= 1942 in American television =

This is a list of American television-related events in 1942.

==Events==
- January 8-
  - The televised game show CBS Television Quiz is reduced to a length of 55 minutes for the network to present a five-minute news summary at 9:25 PM.
  - NBC forms a separate corporate entity for the Blue Network on January 8, 1942, "Blue Network Company, Inc." From this date on, while NBC still maintained ownership of the Blue Network, it was for most purposes an entirely separate network. NBC Red at this point became known as simply NBC.
- February 1 - The state-owned news network Voice of America (VOA) is established. The station broadcasts to Nazi Germany, with a show called Stimmen aus Amerika ("Voices from America") which was transmitted on February 1, 1942. It was introduced by the "Battle Hymn of the Republic" and included the pledge: "Today, and every day from now on, we will be with you from America to talk about the war... The news may be good or bad for us – We will always tell you the truth."
- February 2 - CBS Television Quiz moves to be broadcast on Mondays and is now preceded by a civilian-defense program (later an American Red Cross program), which along with the news summary required the show itself to decrease to 50 minutes. The Red Cross program ended on March 30, allowing Quiz to re-expand to 55 minutes.
- March 10 - WCBW receives a full broadcast license, its construction permit and commercial program authorization.
- May- The WCBW scales back their programing at the end of this month, following a mandate several weeks earlier by the War Production Board to cease building television stations. CBS Television Quiz moves to Thursdays and Fridays and is again reduced to 50 minutes.
- June- The United States Supreme Court uphelds the jurisdiction of the FCC over the issuance of rules relating to chain broadcasting. While the FCC litigation continues in the wake of this ruling, the public and private antitrust litigation is held in abeyance.

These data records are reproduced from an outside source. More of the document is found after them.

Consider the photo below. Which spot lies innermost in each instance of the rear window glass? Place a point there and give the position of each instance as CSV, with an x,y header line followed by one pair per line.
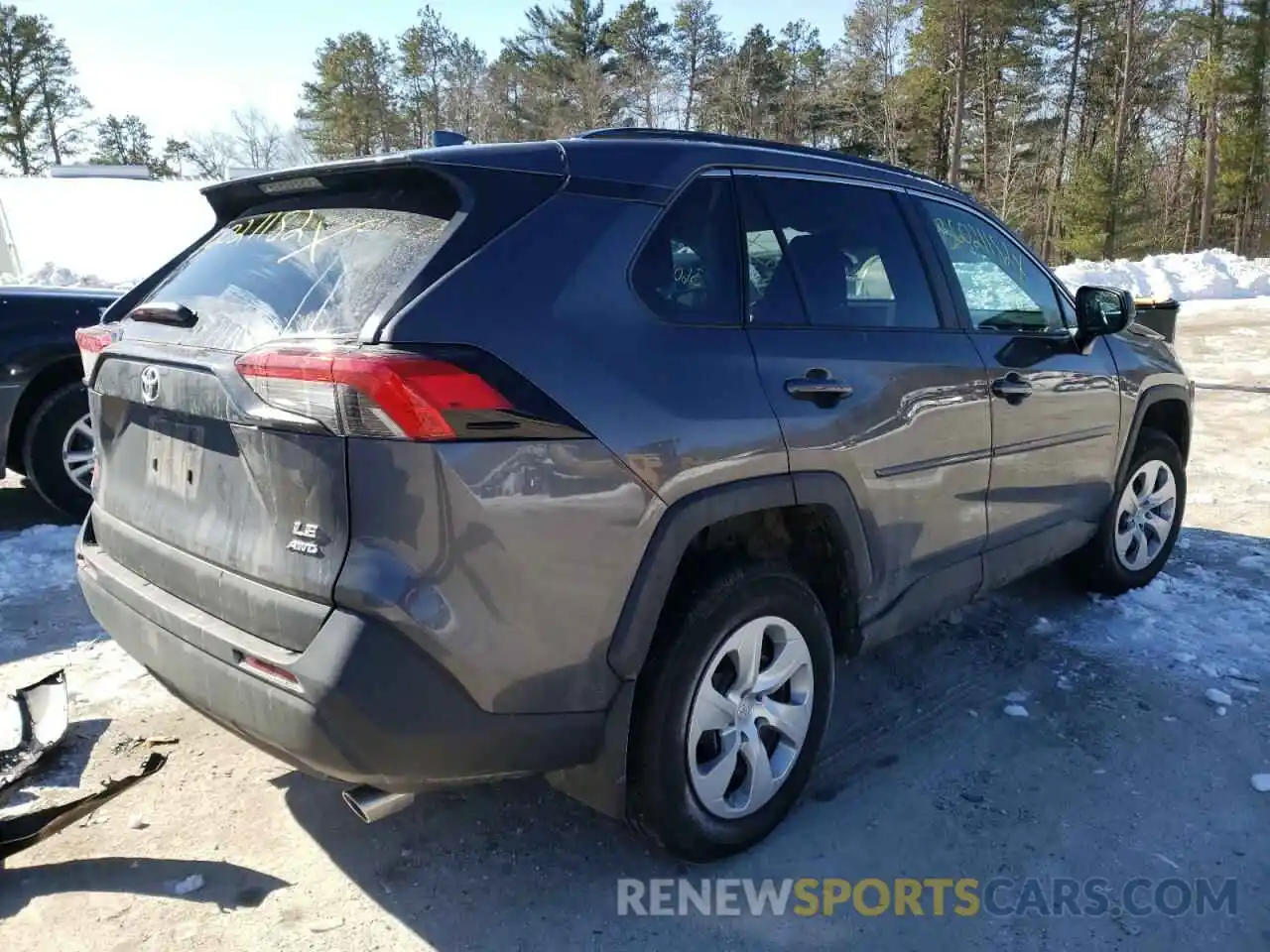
x,y
296,273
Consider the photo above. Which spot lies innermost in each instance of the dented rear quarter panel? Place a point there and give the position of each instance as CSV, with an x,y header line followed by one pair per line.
x,y
507,561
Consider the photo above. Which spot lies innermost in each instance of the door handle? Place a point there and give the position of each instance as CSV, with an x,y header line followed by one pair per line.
x,y
1012,388
820,388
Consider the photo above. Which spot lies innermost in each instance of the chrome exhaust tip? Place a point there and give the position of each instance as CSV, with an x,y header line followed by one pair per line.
x,y
370,805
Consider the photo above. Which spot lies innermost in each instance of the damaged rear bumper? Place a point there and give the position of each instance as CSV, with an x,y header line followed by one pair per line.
x,y
368,706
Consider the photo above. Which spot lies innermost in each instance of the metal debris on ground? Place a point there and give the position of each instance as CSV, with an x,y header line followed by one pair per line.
x,y
18,833
33,720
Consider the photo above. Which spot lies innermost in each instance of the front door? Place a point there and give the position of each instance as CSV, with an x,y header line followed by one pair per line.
x,y
1056,409
869,382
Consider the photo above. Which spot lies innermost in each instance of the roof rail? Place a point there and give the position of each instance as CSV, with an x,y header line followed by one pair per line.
x,y
746,141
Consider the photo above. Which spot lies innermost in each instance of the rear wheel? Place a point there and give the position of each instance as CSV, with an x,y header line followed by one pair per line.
x,y
59,451
733,715
1142,524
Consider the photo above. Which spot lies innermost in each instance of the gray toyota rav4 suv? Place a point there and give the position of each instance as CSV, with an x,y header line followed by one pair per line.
x,y
587,457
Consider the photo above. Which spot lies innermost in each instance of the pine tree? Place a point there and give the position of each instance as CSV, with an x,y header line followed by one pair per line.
x,y
350,109
427,53
59,100
22,36
698,48
640,41
127,141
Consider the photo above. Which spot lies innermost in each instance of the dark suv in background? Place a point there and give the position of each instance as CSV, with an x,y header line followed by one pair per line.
x,y
45,429
585,457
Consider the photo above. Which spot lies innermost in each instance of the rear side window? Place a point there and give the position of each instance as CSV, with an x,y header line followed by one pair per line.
x,y
1003,289
688,271
842,254
303,272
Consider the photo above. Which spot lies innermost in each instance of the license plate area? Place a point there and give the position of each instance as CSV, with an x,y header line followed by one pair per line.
x,y
175,456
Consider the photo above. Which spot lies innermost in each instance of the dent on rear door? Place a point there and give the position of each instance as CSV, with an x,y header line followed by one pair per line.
x,y
532,583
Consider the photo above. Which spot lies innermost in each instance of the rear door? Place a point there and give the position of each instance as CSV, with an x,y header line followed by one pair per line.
x,y
866,379
1056,408
222,472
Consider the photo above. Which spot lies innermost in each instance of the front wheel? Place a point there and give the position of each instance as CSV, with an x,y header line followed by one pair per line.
x,y
731,717
1141,527
59,451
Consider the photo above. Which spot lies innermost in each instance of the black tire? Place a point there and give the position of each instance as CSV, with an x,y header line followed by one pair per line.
x,y
42,449
663,803
1097,563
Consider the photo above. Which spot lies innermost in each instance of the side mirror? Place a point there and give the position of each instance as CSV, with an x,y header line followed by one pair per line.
x,y
1100,311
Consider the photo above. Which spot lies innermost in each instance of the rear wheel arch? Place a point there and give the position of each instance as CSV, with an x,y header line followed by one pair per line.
x,y
1165,408
799,518
820,507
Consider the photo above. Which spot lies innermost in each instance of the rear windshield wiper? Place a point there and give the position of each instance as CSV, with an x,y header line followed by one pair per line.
x,y
164,312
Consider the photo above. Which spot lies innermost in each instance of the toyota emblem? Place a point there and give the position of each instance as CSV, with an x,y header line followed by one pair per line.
x,y
150,384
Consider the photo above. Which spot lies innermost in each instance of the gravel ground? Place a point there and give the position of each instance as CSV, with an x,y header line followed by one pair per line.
x,y
1120,770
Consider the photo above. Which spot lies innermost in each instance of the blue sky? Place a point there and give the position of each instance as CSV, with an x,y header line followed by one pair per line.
x,y
182,66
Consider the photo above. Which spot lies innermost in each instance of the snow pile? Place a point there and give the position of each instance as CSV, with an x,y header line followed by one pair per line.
x,y
1213,275
107,232
53,276
39,558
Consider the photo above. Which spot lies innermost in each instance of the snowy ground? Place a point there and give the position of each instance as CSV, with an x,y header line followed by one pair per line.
x,y
1205,276
1121,767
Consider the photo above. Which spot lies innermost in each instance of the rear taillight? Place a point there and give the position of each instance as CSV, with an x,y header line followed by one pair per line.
x,y
91,341
371,393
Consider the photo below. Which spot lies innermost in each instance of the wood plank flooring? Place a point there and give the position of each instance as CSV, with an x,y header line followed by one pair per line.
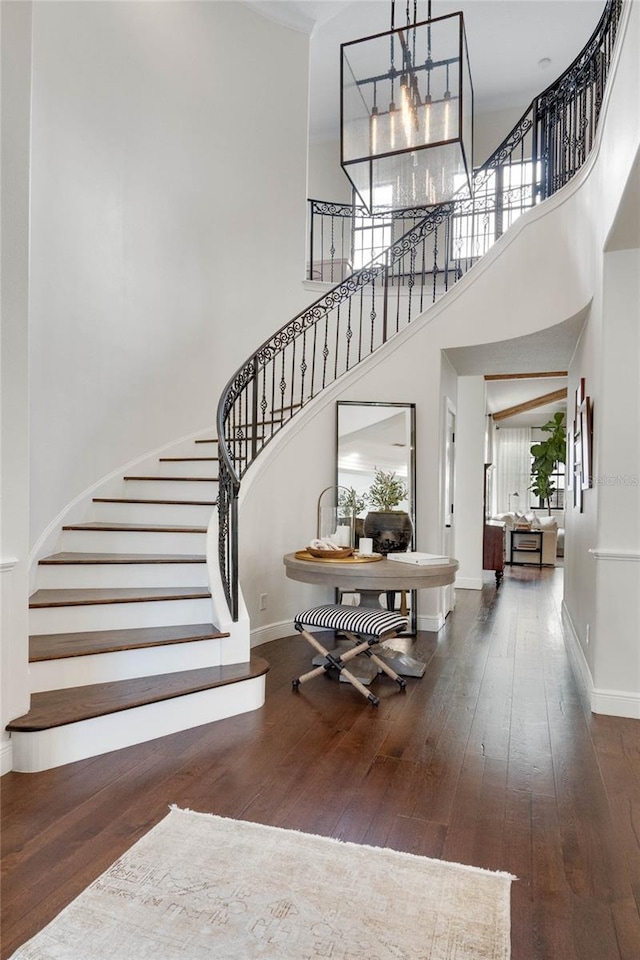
x,y
490,759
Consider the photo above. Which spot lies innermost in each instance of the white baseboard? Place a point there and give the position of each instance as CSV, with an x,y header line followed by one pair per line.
x,y
611,703
432,624
469,583
6,757
616,703
578,660
273,631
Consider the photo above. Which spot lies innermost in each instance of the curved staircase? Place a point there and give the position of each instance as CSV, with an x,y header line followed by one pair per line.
x,y
123,648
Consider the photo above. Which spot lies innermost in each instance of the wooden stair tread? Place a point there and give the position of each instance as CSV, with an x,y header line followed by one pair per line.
x,y
58,646
84,596
55,708
134,527
172,503
69,557
178,479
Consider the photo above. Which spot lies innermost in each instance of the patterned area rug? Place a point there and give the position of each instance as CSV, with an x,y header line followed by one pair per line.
x,y
199,886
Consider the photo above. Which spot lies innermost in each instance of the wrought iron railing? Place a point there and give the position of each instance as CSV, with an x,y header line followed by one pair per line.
x,y
413,256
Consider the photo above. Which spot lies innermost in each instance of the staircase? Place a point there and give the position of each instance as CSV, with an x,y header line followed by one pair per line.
x,y
122,647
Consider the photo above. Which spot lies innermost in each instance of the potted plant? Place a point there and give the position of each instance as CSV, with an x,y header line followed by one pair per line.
x,y
353,504
547,454
390,529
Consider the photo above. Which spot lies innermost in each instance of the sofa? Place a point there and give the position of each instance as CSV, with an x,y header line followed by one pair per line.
x,y
531,521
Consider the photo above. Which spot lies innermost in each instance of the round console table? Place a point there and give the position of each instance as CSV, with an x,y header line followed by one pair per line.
x,y
371,579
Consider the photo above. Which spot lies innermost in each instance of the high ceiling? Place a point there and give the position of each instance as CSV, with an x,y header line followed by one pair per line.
x,y
516,47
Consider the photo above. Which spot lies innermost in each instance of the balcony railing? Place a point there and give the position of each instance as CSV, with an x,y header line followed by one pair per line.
x,y
388,269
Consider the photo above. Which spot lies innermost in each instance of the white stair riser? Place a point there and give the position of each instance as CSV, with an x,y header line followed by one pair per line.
x,y
101,575
189,468
119,616
123,665
131,541
153,513
170,489
45,749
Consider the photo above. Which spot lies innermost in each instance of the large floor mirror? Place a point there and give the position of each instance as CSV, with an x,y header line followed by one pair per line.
x,y
373,437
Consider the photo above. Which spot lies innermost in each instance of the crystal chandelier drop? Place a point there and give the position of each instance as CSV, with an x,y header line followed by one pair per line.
x,y
407,113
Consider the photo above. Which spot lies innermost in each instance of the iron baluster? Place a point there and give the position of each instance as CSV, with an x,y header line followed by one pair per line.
x,y
556,133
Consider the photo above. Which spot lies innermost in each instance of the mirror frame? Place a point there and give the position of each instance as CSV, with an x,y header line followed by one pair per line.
x,y
410,408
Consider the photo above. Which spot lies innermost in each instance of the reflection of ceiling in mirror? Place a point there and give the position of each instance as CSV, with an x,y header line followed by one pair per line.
x,y
383,444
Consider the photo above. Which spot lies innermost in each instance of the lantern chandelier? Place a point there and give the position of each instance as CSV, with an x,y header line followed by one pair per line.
x,y
407,113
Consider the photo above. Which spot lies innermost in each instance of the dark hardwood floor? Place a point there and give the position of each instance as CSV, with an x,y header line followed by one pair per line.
x,y
491,759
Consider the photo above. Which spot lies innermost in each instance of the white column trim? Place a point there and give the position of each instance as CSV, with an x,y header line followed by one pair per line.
x,y
6,757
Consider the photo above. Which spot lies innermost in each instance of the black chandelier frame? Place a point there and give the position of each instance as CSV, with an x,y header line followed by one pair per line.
x,y
429,250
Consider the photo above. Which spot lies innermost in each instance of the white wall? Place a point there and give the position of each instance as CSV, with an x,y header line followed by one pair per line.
x,y
160,169
327,181
15,29
615,631
469,499
560,242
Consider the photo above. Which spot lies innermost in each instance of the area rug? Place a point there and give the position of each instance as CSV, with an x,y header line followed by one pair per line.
x,y
200,886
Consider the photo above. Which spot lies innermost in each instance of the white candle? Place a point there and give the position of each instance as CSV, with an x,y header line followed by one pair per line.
x,y
343,536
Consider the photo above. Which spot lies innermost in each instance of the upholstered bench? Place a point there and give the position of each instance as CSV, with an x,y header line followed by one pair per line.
x,y
365,627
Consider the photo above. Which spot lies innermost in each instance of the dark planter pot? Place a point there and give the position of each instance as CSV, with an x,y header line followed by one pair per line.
x,y
390,530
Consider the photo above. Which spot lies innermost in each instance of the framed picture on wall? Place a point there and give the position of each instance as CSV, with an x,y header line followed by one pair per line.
x,y
586,430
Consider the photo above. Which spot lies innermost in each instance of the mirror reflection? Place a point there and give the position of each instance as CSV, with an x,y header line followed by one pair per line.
x,y
376,464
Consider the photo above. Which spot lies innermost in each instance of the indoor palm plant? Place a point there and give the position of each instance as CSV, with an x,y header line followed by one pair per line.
x,y
390,529
547,454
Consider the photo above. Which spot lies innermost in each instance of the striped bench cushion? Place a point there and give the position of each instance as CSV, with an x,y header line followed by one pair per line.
x,y
371,623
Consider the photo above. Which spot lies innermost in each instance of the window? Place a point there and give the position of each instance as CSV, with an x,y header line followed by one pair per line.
x,y
503,197
372,235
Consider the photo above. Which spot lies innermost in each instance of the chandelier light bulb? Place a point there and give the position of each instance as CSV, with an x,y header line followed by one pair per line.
x,y
447,113
374,130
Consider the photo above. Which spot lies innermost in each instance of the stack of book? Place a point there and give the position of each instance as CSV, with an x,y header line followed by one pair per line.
x,y
412,556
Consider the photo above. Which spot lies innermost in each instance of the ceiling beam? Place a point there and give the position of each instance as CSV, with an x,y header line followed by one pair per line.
x,y
524,376
531,404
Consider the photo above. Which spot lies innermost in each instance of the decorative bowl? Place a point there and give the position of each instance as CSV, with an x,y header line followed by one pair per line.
x,y
338,554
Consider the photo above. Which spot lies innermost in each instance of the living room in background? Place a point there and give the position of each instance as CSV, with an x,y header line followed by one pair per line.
x,y
512,458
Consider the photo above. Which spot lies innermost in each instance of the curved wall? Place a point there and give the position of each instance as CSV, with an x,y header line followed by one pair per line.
x,y
548,268
153,196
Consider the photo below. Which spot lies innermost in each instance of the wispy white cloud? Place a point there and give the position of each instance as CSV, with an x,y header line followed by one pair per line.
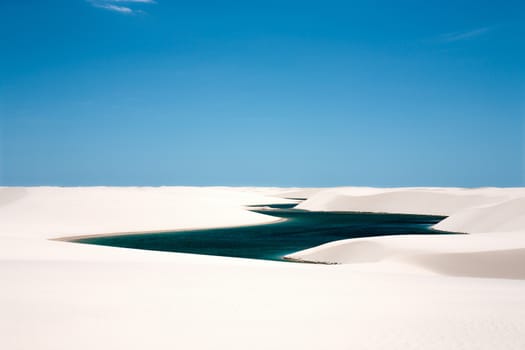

- Date unknown- The cultural diplomacy programming on the Columbia Broadcasting System (CBS) launches the musical show Viva América (1942–49) which featured the Pan American Orchestra and the artistry of several noted musicians from both North and South America, including Alfredo Antonini, Juan Arvizu, Eva Garza, Elsa Miranda, Nestor Mesta Chaires, Miguel Sandoval, John Serry Sr., and Terig Tucci.